Closed Israphel closed 1 month ago
This is triggered in provider v3.106.0 because of this PR: https://github.com/hashicorp/terraform-provider-azurerm/pull/26137
tagging @ms-henglu and @stephybun
Is it correct that changing drain_timeout_in_minutes
forces a replacement of the cluster ?
- upgrade_settings {
- drain_timeout_in_minutes = 30 -> null # forces replacement
- max_surge = "10%" -> null
- node_soak_duration_in_minutes = 10 -> null
}
I see in the docs that for nodepools --drain-timeout
can be used both for add
and update
commands. Should be the same for the default nodepool.
Is it only the "unsetting" to null
that forces the resource replacement ? Any other value would be accepted ?
@Israphel the module does not support this feature yet, as tracked in https://github.com/Azure/terraform-azurerm-aks/issues/530 You should have not changed settings in AKS outside of Terraform, because this caused the Terraform state drift you are facing now.
I am not sure if you can revert the change with CLI so that the ARM API returns again drain_timeout_in_minutes
= null
to solve the Terraform state drift issue.
I suggest as temporary workaround to pin the Terraform provider version to v3.105.0 until this module supports the drain_timeout_in_minutes
option.
Thanks, went back to 105.
we're changing the default node group instance type and the rotation behaviour is extremely aggresive. Any way to make it better without the support of soak time, as of today?

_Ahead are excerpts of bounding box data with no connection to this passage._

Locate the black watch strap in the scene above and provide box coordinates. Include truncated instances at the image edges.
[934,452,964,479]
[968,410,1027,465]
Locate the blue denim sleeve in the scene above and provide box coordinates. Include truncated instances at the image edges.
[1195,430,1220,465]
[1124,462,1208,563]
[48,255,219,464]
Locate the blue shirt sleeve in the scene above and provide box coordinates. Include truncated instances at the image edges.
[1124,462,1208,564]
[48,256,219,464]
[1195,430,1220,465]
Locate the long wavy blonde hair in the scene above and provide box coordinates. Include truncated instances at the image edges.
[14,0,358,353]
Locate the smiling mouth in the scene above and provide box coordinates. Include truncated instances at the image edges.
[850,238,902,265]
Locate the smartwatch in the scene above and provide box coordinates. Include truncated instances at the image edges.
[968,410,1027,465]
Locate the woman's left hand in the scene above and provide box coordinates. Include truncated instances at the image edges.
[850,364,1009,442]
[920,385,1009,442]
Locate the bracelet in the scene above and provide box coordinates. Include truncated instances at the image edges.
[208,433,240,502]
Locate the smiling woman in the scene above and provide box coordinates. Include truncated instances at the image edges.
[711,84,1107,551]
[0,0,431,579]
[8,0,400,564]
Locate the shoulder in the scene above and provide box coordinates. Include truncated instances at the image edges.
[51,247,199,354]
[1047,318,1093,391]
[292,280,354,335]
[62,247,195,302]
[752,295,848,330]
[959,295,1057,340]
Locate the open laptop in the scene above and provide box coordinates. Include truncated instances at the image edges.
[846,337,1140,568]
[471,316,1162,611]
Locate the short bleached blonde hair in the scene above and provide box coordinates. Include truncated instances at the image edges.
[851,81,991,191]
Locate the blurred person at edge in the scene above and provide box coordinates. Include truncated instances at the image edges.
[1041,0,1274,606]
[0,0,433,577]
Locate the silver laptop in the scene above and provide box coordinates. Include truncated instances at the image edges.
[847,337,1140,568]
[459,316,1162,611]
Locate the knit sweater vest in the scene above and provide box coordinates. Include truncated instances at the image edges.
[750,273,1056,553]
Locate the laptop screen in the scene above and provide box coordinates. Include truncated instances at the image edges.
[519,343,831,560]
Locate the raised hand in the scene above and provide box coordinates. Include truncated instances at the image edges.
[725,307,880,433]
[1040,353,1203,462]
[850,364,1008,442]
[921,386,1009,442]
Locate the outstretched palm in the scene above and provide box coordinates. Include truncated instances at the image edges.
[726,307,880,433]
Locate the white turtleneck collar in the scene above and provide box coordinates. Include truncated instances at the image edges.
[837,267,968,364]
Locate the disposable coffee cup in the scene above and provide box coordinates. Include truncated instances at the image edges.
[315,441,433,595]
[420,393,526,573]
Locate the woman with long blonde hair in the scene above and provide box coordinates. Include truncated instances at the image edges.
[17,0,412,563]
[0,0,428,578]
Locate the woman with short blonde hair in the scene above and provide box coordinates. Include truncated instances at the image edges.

@Israphel this PR is now merged: https://github.com/Azure/terraform-azurerm-aks/pull/564
Is it possible for you to pin the module at commit 5858b260a1d6a9d2ee3687a08690e8932ca86af1 ?
for example:
module "aks" {
source = git::https://github.com/Azure/terraform-azurerm-aks.git?ref=5858b260a1d6a9d2ee3687a08690e8932ca86af1
[..CUT..]
and then set your configuration for drain_timeout_in_minutes
.
This should unblock you until there is a new release that includes the feature.
Please let us know if this works for you. Thanks
hello. I actually got unblocked by going back to 105, then applying/refreshing, and then I could continue upgrading normally, the state drift was fixed.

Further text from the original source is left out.